For taxpayer relief periods, initially CRA allowed only past ten years of tax owing and would disallow relief request for any tax debts owed more than ten years ago. Recent court case changed the direction and forced CRA to extend the time period to more than ten years. However, the penalties or interest relief only applies to last ten year taxes owed although the tax debts was started more than ten years ago.

 

Taxpayer Relief in Canada

Taxpayer relief  was set up in Canada to allow for the National Revenue Minister to extend relief to the taxpayers from interest charges or penalties in certain situations. These kinds of situations are deemed to prevent individual or business corporations from fulfilling their tax obligations. The special conditions for qualifying for taxpayer relief are extra-ordinary circumstances, other circumstances,  or proven inability  to pay their taxes on account of financial hardship.

Taxpayer relief  will distinguish between waiving or cancelling any penalties and interest charges. Cancellation refers to an interest charge or a penalty which is assessed and the relief may be granted in part or in full by the CRA. Waiver refers to an interest amount or a penalty charge that has not been assessed yet or charged for which relief may be provided in part or in full by the CRA.

Taxpayer relief applies to an individual, employer, corporation, partnership, organisation, trust, or estate as well as to Goods & Services Tax and Harmonised Sales Tax registrant and claimant. The interest charges or the penalties may be cancelled or waived in part or in whole when a taxpayer can prove that the inability to pay is as a result of circumstances beyond his or her control.

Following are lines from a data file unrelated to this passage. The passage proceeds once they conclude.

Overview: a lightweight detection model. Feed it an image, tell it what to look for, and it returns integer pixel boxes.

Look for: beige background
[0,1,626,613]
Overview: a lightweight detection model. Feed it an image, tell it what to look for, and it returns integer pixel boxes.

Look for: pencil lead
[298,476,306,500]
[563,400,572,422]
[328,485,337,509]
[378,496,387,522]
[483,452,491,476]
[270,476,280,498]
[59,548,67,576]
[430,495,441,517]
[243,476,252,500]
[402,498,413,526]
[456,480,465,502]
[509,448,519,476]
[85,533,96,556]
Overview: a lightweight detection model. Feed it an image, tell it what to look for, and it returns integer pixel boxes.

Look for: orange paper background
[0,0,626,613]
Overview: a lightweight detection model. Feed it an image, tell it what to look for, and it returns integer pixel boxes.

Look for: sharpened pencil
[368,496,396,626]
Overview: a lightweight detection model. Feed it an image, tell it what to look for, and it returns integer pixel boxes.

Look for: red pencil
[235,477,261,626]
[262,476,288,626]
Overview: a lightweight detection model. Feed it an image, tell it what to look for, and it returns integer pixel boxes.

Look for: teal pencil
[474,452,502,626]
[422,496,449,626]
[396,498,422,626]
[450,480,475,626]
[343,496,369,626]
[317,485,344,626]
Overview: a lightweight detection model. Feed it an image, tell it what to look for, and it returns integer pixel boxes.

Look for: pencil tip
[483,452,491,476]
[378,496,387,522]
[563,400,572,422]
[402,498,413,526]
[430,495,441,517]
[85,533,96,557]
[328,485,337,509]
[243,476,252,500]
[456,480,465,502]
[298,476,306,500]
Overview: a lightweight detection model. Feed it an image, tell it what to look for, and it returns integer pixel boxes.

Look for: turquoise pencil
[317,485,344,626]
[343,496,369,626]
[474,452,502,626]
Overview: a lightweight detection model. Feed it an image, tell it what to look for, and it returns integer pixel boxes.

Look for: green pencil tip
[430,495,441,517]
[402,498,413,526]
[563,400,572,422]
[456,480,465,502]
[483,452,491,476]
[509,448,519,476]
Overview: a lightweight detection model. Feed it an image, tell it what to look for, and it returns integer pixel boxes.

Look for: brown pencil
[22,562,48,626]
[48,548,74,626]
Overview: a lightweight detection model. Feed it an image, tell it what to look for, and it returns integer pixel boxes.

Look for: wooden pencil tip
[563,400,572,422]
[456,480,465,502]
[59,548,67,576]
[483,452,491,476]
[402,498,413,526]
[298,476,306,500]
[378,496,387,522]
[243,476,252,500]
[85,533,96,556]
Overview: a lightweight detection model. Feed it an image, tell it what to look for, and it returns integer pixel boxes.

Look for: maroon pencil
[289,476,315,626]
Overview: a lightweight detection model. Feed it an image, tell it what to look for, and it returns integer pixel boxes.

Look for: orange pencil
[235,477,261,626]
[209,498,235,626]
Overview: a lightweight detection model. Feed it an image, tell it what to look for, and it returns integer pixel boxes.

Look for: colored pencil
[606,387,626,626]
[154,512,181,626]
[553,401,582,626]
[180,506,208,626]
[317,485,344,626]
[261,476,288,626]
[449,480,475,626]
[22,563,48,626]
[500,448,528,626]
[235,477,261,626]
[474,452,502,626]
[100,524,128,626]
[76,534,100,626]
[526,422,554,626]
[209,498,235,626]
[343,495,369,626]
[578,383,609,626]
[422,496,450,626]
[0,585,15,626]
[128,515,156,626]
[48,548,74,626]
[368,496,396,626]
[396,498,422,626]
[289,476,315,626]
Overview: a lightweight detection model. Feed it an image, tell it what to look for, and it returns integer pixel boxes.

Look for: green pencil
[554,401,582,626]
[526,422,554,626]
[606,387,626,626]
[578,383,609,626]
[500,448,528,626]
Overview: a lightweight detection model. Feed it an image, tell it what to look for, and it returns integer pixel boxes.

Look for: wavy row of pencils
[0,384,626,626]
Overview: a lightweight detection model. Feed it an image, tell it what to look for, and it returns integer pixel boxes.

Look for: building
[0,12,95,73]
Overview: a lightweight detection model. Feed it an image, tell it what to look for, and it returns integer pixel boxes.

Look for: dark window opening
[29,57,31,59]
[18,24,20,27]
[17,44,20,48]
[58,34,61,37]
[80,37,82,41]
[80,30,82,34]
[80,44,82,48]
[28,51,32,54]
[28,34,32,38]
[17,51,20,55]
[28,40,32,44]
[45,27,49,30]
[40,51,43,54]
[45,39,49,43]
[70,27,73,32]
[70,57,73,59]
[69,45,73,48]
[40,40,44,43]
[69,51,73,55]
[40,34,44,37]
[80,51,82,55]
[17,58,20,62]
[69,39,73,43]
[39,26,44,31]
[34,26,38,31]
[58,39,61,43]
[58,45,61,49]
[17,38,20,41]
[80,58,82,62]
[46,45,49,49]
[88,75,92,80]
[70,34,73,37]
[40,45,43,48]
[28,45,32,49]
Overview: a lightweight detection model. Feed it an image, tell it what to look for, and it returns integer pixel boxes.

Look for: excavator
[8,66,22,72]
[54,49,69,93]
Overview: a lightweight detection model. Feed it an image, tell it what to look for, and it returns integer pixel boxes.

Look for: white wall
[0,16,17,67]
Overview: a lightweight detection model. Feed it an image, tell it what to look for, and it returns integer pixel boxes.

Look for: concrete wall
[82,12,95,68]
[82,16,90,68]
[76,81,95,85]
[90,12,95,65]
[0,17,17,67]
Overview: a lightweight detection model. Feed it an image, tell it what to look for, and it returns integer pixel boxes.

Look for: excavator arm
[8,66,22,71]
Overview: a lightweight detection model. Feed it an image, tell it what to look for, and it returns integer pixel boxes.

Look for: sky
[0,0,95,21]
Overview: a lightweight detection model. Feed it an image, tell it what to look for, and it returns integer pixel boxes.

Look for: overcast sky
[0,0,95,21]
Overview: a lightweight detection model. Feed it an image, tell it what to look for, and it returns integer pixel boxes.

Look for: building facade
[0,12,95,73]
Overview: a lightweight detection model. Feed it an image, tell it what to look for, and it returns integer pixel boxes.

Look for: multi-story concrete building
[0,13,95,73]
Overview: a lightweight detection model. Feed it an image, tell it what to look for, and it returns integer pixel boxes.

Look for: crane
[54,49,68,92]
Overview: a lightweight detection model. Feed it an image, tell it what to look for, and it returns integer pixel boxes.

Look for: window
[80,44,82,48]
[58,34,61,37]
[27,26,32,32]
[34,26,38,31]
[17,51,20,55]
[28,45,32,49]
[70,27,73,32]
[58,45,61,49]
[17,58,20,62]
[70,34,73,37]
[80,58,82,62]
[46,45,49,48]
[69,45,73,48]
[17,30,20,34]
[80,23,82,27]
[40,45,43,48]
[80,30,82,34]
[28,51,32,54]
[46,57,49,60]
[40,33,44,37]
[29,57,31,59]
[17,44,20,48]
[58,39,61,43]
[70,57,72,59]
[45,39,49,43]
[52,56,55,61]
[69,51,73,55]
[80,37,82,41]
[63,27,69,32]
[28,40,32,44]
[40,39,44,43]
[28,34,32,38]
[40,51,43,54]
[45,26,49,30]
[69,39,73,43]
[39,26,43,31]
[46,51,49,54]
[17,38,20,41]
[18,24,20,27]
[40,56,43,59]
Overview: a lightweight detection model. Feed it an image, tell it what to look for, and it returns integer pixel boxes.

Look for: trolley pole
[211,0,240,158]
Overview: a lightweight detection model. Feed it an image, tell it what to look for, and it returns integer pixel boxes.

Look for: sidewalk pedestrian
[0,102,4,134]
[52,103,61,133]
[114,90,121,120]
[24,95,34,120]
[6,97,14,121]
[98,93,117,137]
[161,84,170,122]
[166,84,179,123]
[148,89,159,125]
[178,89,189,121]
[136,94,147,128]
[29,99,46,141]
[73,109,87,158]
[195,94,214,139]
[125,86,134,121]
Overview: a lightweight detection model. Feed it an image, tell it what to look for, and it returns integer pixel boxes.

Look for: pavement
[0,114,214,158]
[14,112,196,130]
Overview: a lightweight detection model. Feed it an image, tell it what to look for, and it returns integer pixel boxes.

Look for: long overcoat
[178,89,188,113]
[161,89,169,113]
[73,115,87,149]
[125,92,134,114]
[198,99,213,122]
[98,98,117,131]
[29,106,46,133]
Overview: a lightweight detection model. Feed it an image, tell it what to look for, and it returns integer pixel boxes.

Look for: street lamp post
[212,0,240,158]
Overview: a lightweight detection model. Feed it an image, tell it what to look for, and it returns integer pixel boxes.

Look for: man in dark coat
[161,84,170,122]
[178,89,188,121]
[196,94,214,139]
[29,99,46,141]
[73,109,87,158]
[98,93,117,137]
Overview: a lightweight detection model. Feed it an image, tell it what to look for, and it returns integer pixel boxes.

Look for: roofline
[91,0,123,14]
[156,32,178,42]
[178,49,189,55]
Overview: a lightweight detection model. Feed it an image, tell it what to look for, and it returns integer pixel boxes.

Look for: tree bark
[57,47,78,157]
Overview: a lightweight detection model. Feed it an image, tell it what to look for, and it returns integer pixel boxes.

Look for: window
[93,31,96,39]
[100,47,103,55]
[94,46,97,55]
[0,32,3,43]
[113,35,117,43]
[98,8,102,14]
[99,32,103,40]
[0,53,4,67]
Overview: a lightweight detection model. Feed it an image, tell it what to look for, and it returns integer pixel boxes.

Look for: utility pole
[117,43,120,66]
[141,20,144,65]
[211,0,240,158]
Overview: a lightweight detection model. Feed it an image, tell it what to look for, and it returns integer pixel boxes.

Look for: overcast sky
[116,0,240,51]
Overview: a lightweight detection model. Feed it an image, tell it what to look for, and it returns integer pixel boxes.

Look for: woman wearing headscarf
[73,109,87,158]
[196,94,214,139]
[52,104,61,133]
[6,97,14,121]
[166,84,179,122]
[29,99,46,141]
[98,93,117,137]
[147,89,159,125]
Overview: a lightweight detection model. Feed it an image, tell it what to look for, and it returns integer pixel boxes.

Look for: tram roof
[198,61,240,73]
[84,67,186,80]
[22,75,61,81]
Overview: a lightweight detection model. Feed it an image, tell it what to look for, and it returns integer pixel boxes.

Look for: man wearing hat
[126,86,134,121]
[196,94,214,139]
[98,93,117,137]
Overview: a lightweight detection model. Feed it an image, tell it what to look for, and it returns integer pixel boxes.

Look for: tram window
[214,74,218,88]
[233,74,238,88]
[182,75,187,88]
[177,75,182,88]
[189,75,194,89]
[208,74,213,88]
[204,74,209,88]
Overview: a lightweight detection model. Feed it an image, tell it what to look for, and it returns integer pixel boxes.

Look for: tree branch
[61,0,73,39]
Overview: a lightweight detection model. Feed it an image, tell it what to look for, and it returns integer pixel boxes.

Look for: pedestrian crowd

Extraordinary circumstances that prevent a taxpayer from filing his or her tax returns may include conditions like man-made or natural disasters like a fire or a flood, civil disturbances or service disruptions. They may also be due to a serious accident or health impairment. Conditions of emotional stress may also qualify such as acute mental distress resulting after a death in the taxpayer’s immediate family. In all these conditions, taxpayer relief will apply.

Some actions by the CRA may also help qualify for a taxpayer relief. The CRA may waive or cancel interest and penalties if they result mainly from CRA actions such as a processing delay which results in taxpayers not getting informed about the tax dues within a specified reasonable time. The actions may also include errors in CRA notices which may lead the taxpayers to file returns on such incorrect notices.

The CRA will grant taxpayer relief by accepting circumstances in which the inability to pay the taxes is confirmed by the taxpayers. Collection of taxes could be suspended temporarily by the CRA as a result of an inability by the taxpayer who has lost employment and is currently going through financial hardship. In such cases, accumulated interest may be waived because of a prolonged case of the taxpayer’s inability to file tax returns due to financial hardship. The financial difficulties may arise out of necessities like food and medical expenses in the absence of a job. It may also be due to other expenses like conveyance and shelter.

Taxpayer relief  is available to all people living in Canada who have been charged interest penalties. The Relief Group does not maintain any inventory for collections and reviews each case on its submission merit without being influenced from the collections diary of the tax collector who has been assigned to a particular case.